The Emperor put down the receiver. Joseph Henry, who had encouraged Bell in Washington, picked it up. He too heard Bell’s own words coming from the disc. He too showed his amazement. “This comes nearer to overthrowing the doctrine of the conservation of energy,” said he, “than anything I ever saw.” After him came Sir William Thomson, later known as Lord Kelvin. He had been the engineer of the first Atlantic Cable. He listened intently. “Yes,” said he at last, “it does speak. It is the most wonderful thing I have seen in America!”

Until ten o’clock that night the judges spoke into the transmitter and listened at the receiver of Bell’s instrument. Next morning it was given a place of honor, and every one begged for a chance to examine it. It became the most wonderful exhibit of the Centennial, and the judges gave Bell their Certificate of Award. Nothing more opportune could possibly have happened for the inventor.

But in spite of this launching at the hands of the most eminent scientists, business men could see little future for the new machine. It was very ingenious, they admitted, but it could only be a toy. And Bell himself was not sufficiently well versed in business affairs to know how to make the most of his invention. Fortunately Mr. Hubbard was much better acquainted with business methods. He determined to promote the telephone, and he did. He talked about it to all his friends until they could think of nothing else. He began a campaign of publicity, with the object of making the name of the new instrument a household word. He had it written up for the newspapers, and advertised public demonstrations of its powers, and arranged that Bell should lecture on it in different cities. Bell was a good lecturer, and his talks became popular. Then news was sent to the Boston Globe by telephone, and people began to wonder if there were not new possibilities in its use.

In May, 1877, a man named Emery called at Hubbard’s office, and leased two telephones for twenty dollars. That encouraged the promoters, and they issued a little circular describing the business. Then another man, who ran a burglar-alarm company, obtained permission to hang up the telephone in a few banks. They proved of use, and the same man started a service among the express companies. Before long several other small exchanges were opened, and by August, 1877, it was estimated that there were 778 telephones in use. Hubbard was very much encouraged, and he, together with Bell, Sanders, and Watson formed the “Bell Telephone Association.”

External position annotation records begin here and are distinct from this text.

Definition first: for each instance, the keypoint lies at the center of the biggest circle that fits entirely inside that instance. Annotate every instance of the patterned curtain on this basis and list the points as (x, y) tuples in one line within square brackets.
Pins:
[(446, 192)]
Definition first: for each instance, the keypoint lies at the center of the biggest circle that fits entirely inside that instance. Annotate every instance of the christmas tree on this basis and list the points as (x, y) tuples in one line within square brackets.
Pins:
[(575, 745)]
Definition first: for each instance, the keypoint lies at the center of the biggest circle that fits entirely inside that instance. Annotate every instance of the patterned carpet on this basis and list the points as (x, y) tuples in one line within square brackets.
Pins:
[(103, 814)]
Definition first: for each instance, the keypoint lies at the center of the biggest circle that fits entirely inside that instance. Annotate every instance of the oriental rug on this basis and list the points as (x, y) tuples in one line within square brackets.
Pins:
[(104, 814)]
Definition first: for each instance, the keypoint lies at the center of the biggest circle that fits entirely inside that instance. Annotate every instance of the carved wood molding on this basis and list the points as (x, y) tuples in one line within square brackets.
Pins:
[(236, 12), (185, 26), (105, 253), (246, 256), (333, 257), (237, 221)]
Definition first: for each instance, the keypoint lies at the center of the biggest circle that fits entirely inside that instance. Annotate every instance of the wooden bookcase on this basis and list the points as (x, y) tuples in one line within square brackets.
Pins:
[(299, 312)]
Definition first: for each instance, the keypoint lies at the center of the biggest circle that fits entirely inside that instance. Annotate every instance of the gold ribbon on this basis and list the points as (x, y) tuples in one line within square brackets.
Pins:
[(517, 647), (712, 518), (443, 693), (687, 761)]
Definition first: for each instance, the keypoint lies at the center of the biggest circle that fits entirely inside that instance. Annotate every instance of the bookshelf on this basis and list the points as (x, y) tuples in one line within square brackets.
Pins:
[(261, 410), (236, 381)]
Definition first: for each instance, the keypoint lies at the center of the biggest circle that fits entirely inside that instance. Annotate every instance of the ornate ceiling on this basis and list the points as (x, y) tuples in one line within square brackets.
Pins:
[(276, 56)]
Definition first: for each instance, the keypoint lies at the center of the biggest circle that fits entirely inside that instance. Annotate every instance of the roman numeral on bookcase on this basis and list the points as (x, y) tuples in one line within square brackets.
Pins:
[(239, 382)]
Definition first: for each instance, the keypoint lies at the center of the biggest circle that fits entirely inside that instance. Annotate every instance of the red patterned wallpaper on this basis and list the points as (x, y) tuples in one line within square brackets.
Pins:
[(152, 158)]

The Western Union Telegraph Company was a great corporation, controlling the telegraph business of the country. Hubbard hoped that it would purchase the Bell patents, as it had already bought many patents taken out on allied inventions. They offered them to President Orton for $100,000, but he refused to buy them, saying, “What use could this company make of an electrical toy?”

But the Western Union had many little subsidiary companies, supplying customers with printing-telegraphs and dial telegraphs and various other modifications of the usual telegraph, and one day one of these companies reported that some of their customers were preferring to use the new telephone. The Western Union bestirred itself at this sign of competition, and had shortly formed the “American Speaking-Telephone Company,” with a staff of inventors that included Edison. The war was on in earnest, for the new company not only claimed to have the best instrument on the market, but advertised that it had “the only original telephone.”

That war was actually a good thing for Bell, and Hubbard, and Sanders. With the Western Union pushing this new invention, and not only pushing it, but fighting for its claim to it, the public realized that the telephone was neither a toy nor a scientific oddity, but an instrument of great commercial value. Sanders’ relatives came to the aid of the Bell Company, and put money into its treasury, and soon Hubbard was leasing out telephones at the rate of a thousand a month.

But none of these partners was exactly the man to organize and build up such a business as this of the telephone should be, and each of them knew it. Then Hubbard discovered a young man in Washington who impressed him as having remarkable executive ability. Watson met him, and his opinion coincided with that of Hubbard. The upshot of the matter was that the partners offered the post of General Manager at a salary of thirty-five hundred dollars a year to this man, Theodore N. Vail, and Vail accepted the offer. Vail himself knew little about the telephone, but his cousin, Alfred Vail, had been the friend and assistant of Morse when he was working on his first telegraph.

Hubbard had advertised Bell’s telephone, Sanders had financed it, and now Vail pushed it on the market. He faced the powerful Western Union and fought them. He sent copies of Bell’s original patent to each of his agents, with the message, “We have the only original telephone patents, we have organized and introduced the business, and we do not propose to have it taken from us by any corporation.”

His plan was to create a national telephone system, and so he confined each of his agents to one place, and reserved all rights to connect one city with another. He made short-term contracts, and tried in every way to keep control of the whole system in the hands of the parent company. Then the Western Union came out with Edison’s new telephone transmitter, which increased the value of the telephone tenfold, and which in fact made it almost a new instrument. The Bell Company was panic-stricken, for their customers demanded a telephone as good as Edison’s.